Cos’è l’Obeya?

obeya

Obeya in giapponese vuol dire “grande sala”. È un luogo di condivisione per un core team (un gruppo di esperti pluridisciplinare), uno spazio dedicato all’analisi e alle decisioni su un argomento importante: come un nuovo prodotto o un nuovo progetto. L’Obeya è un visual management in grande scala applicato alla gestione di progetto. Si rivolge a un gruppo di persone che collaborano su un progetto e che sono pronte a riunirsi in appuntamenti settimanali, pronti a iniziare riti di management, per condividere l’avanzamento del progetto e porne le basi per mettersi in condizione di riuscire nell’impresa. Siamo molto lontani dalle visioni parcellizzate delle organizzazioni in “silos” nelle quali la comunicazione è spesso stressata e inefficace.

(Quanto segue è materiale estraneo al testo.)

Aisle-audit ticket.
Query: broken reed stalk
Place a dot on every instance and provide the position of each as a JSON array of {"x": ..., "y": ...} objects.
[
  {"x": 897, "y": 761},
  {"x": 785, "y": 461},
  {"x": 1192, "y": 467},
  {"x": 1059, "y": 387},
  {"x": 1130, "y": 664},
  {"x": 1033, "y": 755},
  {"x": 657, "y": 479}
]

Normalmente si illustra il metodo Obeya con degli esempi del mondo industriale, o del mondo dell’IT ma il suo campo d’azione e molto più esteso e si integra facilmente nei contesti di ingegnerizzazione di prodotti.

A cosa serve?

Si costruisce una Obeya per:

  • chiarire le idee di ognuno, evitare ambiguità e fare emergere nuove idee.
  • Allineare gli obiettivi di ognuno e creare un team coeso.
  • Portare a galla i nodi difficili, mal gestiti o a rischio e quindi mettere in evidenza i problemi man mano appaiono.
  • Per avere successo in progetti complessi/trasversali.

Mettendo le esigenze e le preoccupazioni del cliente al centro delle discussioni.

Ma anche gestendo la qualità: si eliminano i difetti a monte nella costruzione per evitare correzioni complesse e costose a fine progetto, per evitare la ripianificazione, per evitare arbitrati…

E infine gestendo i tempi e i costi: riducendoli facendo solo azioni utili, a valore aggiunto.

La collaborazione tra membri del progetto permette di rendere esplicito l’implicito, tramite una comunicazione diretta, migliorata. Questa condivisione permette ai membri del core team di andare avanti insieme, guardando nella stessa direzione come team, per poi iniziare il miglioramento continuo. Questo si evidenzia in tre assi:

  • Comprendere insieme la situazione reale: quello che bisogna fare, quello che sappiamo e quello che non sappiamo fare; si è allineati
  • Vedere insieme: come avanza il progetto, se la situazione attuale è normale o non lo è, le difficoltà trovate.
  • Agire insieme: su delle azioni concrete e che creano valore.

Come costruire una Obeya?

L’Obeya è costituita da 7 pannelli:

  • visione e obiettivi: questo primo pannello permette di dare un senso al lavoro spiegando quello che l’azienda si aspetta dal progetto e come la partecipazione di ognuno contribuisce al successo.
  • Voce del cliente: qui si identificano precisamente e si quantificano le aspettative del cliente per poterlo soddisfare totalmente
  • Descrizione del prodotto (obiettivo ed intermedio)
  • Macro piano
  • Micro piano o gestione della produzione
  • Indicatori di performance
  • Risoluzione di problemi: questo ultimo pannello è dedicato all’identificazione, la classificazione degli ostacoli e dei problemi incontrati, poi la risoluzione dei problemi tramite PDCA, A3, QRQC.

Questi 7 pannelli non lasciano spazio al caso perché il successo è alla portata del core team. Permettono a tutti di lavorare insieme e in modo sereno limitando al massimo la burocrazia.